Remakes and remasters are all the rage, and HG101's Kurt Kalata remains an expert on what makes these classics so enjoyable. This volume explores many of venerable coin-op maker Namco's best games, and some of its most obscure. – David L. Craddock
Namco is basically a company with dual histories. Internationally, they're known for games like Pac-Man and Galaga, groundbreaking classics in the golden age of arcade gaming. In Japan, however, they also had a reputation for their offbeat, quirky output, often based on creating unique and interesting characters. Since they relied on overseas partners for their distribution, Americans and Europeans never really got to see most of these titles, at least until both MAME and the Namco Museum line gave them greater exposure.
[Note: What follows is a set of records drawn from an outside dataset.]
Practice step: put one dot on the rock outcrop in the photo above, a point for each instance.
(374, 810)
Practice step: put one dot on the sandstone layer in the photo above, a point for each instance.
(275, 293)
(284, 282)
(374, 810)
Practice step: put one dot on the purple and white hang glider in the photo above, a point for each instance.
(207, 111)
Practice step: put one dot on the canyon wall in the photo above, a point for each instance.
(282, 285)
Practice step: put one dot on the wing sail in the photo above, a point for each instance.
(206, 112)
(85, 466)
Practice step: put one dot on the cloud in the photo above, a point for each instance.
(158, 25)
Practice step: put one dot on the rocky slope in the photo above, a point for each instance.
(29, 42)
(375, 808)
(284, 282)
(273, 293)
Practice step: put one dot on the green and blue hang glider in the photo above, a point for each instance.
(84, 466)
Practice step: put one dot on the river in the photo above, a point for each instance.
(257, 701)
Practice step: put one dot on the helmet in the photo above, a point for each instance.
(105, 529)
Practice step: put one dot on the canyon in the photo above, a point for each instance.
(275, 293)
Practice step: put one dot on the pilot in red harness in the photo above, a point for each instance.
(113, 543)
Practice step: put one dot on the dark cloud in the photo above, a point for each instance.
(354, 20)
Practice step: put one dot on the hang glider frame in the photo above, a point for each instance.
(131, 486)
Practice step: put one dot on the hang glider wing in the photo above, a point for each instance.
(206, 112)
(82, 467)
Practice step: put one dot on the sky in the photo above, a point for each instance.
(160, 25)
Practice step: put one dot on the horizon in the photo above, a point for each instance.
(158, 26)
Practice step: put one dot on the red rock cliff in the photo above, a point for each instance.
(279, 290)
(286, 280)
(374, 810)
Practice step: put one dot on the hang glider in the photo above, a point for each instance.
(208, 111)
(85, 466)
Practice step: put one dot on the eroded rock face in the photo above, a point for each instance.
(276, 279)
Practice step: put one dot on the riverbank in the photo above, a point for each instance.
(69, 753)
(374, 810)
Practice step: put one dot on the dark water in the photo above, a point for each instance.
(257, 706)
This digest seeks to cover both of these aspects of Namco's history. For the "popular" side, I chose Dig Dug and Mappy. Dig Dug was fairly well known, though it also had plenty of sequels that tend to be forgotten, which are fun to explore. Mappy, on the other hand, never quite caught on the same way, at least in America. Since it wasn't really ported as extensively as Namco's other games, I didn't experience it until long after its prime, at my bachelor party at the Barcade in Jersey City. All the same, I was immediately enamored with it, and I hope to help explain its appeal to those who have yet to discover the title.
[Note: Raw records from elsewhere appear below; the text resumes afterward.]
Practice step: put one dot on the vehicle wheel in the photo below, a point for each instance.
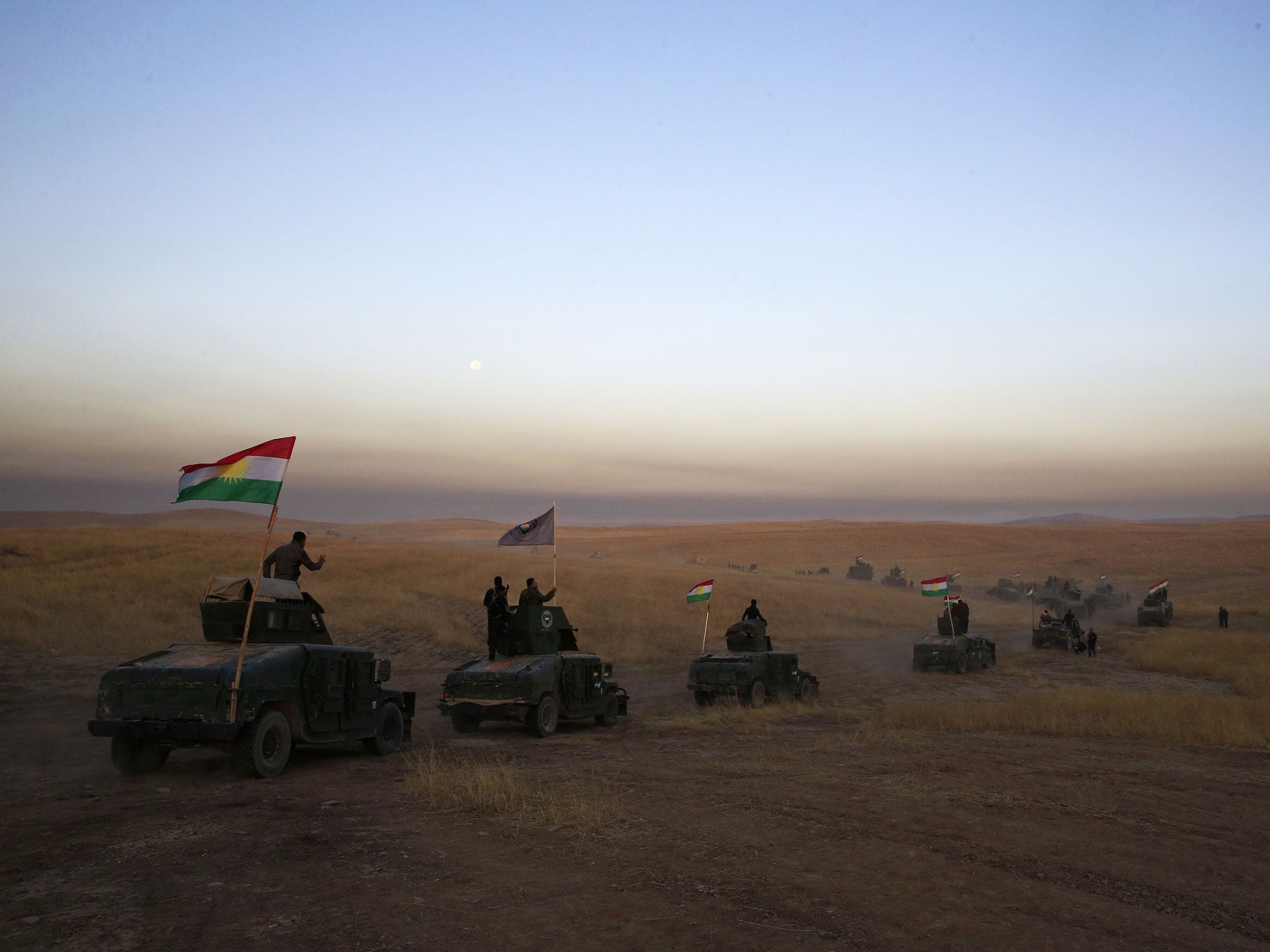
(607, 718)
(464, 724)
(389, 730)
(757, 695)
(544, 718)
(265, 746)
(134, 757)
For the company's "quirky" side, I picked a lot of games that I had never really heard of until the 2006 release of Namco x Capcom for the PlayStation 2. It wasn't localized, and probably one of the reasons was because so many of the Namco characters were unknown. There was Bravoman! And Wonder Momo! And the kid from Youkai Douchuuki (Tarosuke)! And the dude from Genpei Toumaden (Kagekiyo)! Some of these games weren't necessarily great, but they did speak to an era that's largely unknown to English speakers, and I wanted to explore this further. A few other interesting games, like the highly underrated Outfoxies, and the forgotten multimedia project Mirai Ninja, are included here as well. Honestly, this edition only scratches the surface of Namco oddities, as there's so much else out there (Tower of Druaga, Numan Athletics, so many weird Pac-Man games) we could definitely do another volume.